Alicia Alonso, Star of Cuba’s National Ballet, Dies at 98

Alicia Alonso, who overcame near-blindness to become a charismatic ballerina of unusual range and power, and who helped found what became, with Fidel Castro’s support, the National Ballet of Cuba, died on Thursday in Havana. She was 98.

The Cuban-born Ms. Alonso, who continued to dance into her 70s, was an admired star of American Ballet Theater and the Ballet Russe de Monte Carlo. In 1957, in the depths of the Cold War, she became the first ballerina from the Western Hemisphere to appear as a guest artist in the Soviet Union.

She was striking onstage, with strong features, wavy black hair and a grand manner that could burst into flamboyance during curtain calls. Offstage she was earthy and convivial.

When her eyes were at their worst, she was virtually unable to see her way onto the stage or off it. Partners whispered instructions to her as she moved, and she used the glare of stage lights to indicate the approximate locations of exits.

Ms. Alonso endured her disability stoically. “I can accept my blindness,” she said in 1971. “I don’t want my audience thinking that if I dance badly, it is because of my eyes. Or if I dance well, it is in spite of them. This is not how an artist should be.”

With her husband, the dancer Fernando Alonso, she founded the Ballet Alicia Alonso in 1948. (The dancer and choreographer Alberto Alonso  Fernando’s brother, joined them shortly thereafter.) Two years later, they created the Alicia Alonso Academy of Ballet.

Both the troupe and the school eventually struggled financially, and in 1956 they were forced to close. Ms. Alonso continued to dance, however, and the next year made her historic guest appearance in the Soviet Union.

Her company was revived after Castro’s leftist government took power in 1959. Seeking to make the arts accessible to all in Cuba, he began funneling an estimated $200,000 to the Alonso troupe, which was renamed the National Ballet of Cuba and placed under Ms. Alonso’s direction.

When she danced with the renowned Igor Youskevitch, audiences cheered one of the great partnerships of 20th-century ballet. What made her carieer all the more remarkable were her chronic vision problems.

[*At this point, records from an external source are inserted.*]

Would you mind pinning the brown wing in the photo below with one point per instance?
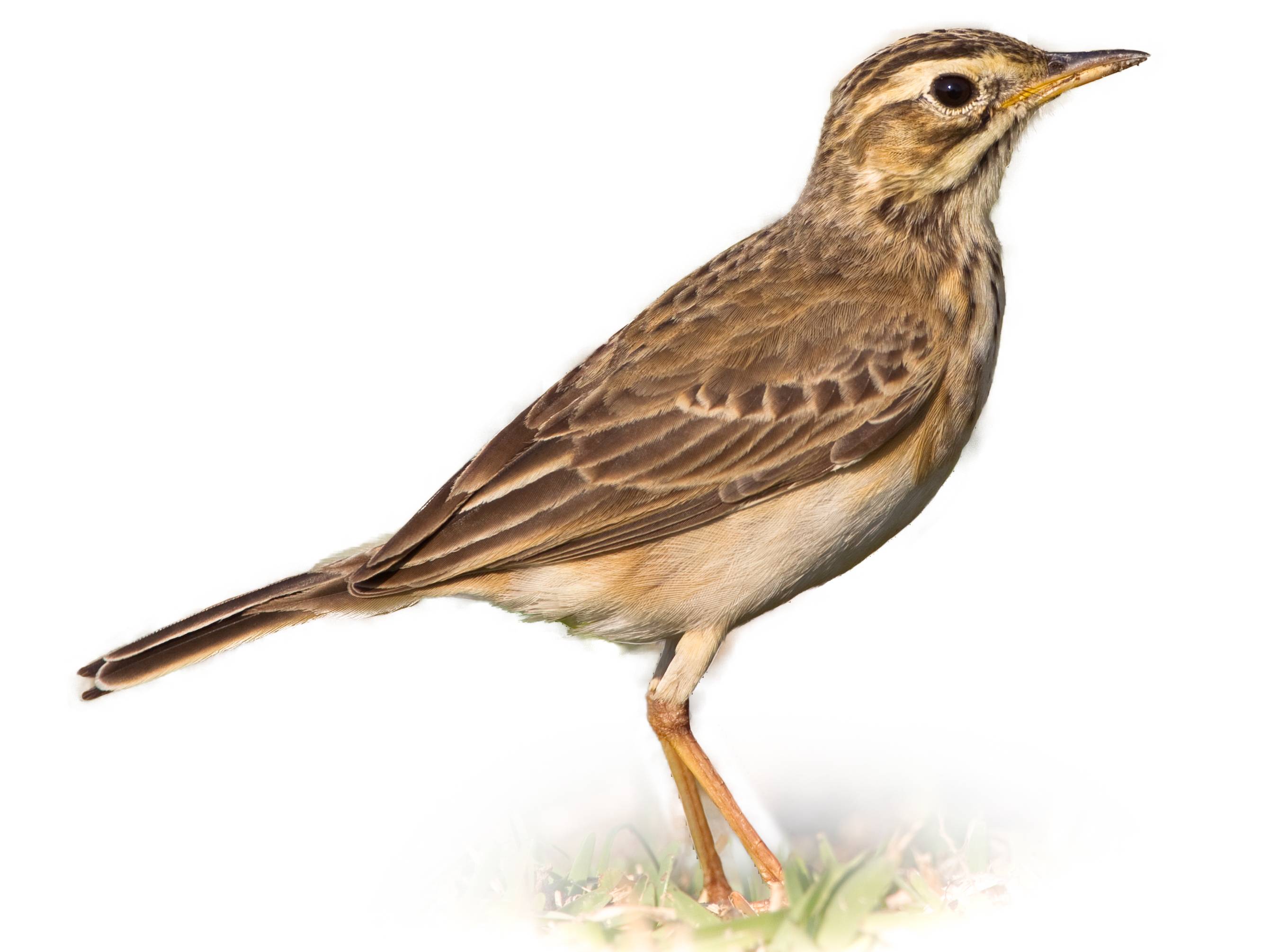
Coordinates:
(676, 422)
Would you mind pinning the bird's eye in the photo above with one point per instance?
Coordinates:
(953, 90)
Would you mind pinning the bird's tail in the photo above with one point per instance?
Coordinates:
(322, 591)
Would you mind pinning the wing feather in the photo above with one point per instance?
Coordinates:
(670, 426)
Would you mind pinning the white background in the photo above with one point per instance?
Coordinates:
(272, 272)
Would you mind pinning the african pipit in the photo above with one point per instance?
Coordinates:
(761, 428)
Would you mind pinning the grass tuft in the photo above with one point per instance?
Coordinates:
(632, 897)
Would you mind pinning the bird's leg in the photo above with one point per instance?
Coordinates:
(713, 880)
(669, 715)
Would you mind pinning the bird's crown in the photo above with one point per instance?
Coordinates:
(938, 113)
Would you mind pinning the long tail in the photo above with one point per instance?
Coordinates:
(323, 591)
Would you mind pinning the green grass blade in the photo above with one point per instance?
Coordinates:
(854, 899)
(689, 909)
(581, 869)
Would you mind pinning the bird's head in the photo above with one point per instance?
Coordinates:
(935, 116)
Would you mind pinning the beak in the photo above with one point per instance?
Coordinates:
(1071, 70)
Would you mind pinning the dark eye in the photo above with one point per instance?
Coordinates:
(953, 90)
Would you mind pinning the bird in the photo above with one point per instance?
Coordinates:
(762, 427)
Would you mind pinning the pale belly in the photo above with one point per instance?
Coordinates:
(728, 571)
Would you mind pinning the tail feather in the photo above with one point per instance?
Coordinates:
(233, 623)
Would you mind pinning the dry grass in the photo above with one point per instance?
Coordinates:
(922, 876)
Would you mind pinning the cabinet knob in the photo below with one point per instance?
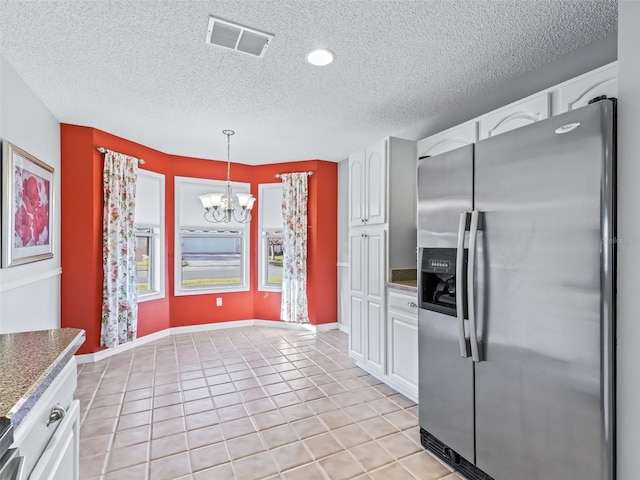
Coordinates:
(57, 413)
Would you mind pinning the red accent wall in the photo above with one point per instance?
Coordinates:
(81, 204)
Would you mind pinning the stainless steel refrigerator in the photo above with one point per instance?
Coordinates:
(516, 238)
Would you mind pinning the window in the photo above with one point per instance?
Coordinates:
(273, 243)
(144, 269)
(210, 257)
(149, 232)
(270, 227)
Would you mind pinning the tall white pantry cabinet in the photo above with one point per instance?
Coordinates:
(382, 235)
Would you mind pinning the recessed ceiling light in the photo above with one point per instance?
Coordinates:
(320, 57)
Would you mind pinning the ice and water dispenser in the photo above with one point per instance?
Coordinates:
(438, 281)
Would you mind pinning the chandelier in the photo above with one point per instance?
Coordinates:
(226, 207)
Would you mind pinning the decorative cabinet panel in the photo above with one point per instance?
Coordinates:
(577, 93)
(402, 342)
(367, 185)
(458, 136)
(516, 115)
(569, 95)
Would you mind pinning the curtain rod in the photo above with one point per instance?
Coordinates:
(279, 175)
(105, 150)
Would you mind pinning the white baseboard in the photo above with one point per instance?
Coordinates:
(106, 353)
(109, 352)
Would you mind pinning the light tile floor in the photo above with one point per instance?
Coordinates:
(246, 403)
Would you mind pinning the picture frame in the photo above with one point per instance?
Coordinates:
(27, 207)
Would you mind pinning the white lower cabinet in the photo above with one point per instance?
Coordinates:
(402, 342)
(48, 437)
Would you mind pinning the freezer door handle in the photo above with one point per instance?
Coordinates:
(471, 297)
(464, 349)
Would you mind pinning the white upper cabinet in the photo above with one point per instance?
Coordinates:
(576, 93)
(458, 136)
(527, 111)
(367, 185)
(567, 96)
(357, 175)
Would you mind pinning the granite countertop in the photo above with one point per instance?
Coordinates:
(29, 362)
(403, 279)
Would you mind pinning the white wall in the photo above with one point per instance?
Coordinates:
(343, 245)
(30, 294)
(628, 321)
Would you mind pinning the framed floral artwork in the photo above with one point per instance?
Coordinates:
(27, 207)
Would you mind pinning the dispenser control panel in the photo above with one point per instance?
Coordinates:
(438, 283)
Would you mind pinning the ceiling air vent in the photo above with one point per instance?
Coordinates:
(237, 37)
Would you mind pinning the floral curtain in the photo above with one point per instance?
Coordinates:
(119, 293)
(294, 264)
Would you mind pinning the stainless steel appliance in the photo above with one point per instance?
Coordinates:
(516, 288)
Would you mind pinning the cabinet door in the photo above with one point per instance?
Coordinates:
(376, 348)
(357, 173)
(357, 331)
(577, 92)
(60, 459)
(458, 136)
(403, 350)
(375, 260)
(375, 255)
(357, 264)
(530, 110)
(376, 183)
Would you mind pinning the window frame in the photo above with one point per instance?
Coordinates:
(157, 255)
(210, 229)
(263, 236)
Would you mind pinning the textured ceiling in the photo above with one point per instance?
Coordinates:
(140, 69)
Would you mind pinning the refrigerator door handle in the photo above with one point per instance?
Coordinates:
(460, 293)
(471, 298)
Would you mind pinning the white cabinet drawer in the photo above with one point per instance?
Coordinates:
(403, 302)
(33, 434)
(59, 461)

In 1942, when she was a young dancer with Ballet Theater, as American Ballet Theater was originally known, she suffered a detached retina that required three operations to correct and a convalescence that lasted more than a year. Largely bedridden, her eyes bandaged, she was forbidden to laugh, cry or even move her head. But she refused to let go of dance. Though nearly immobile, she had teachers come to her bedside to coach her in “Giselle.” She would rehearse the steps mentally by moving her fingers.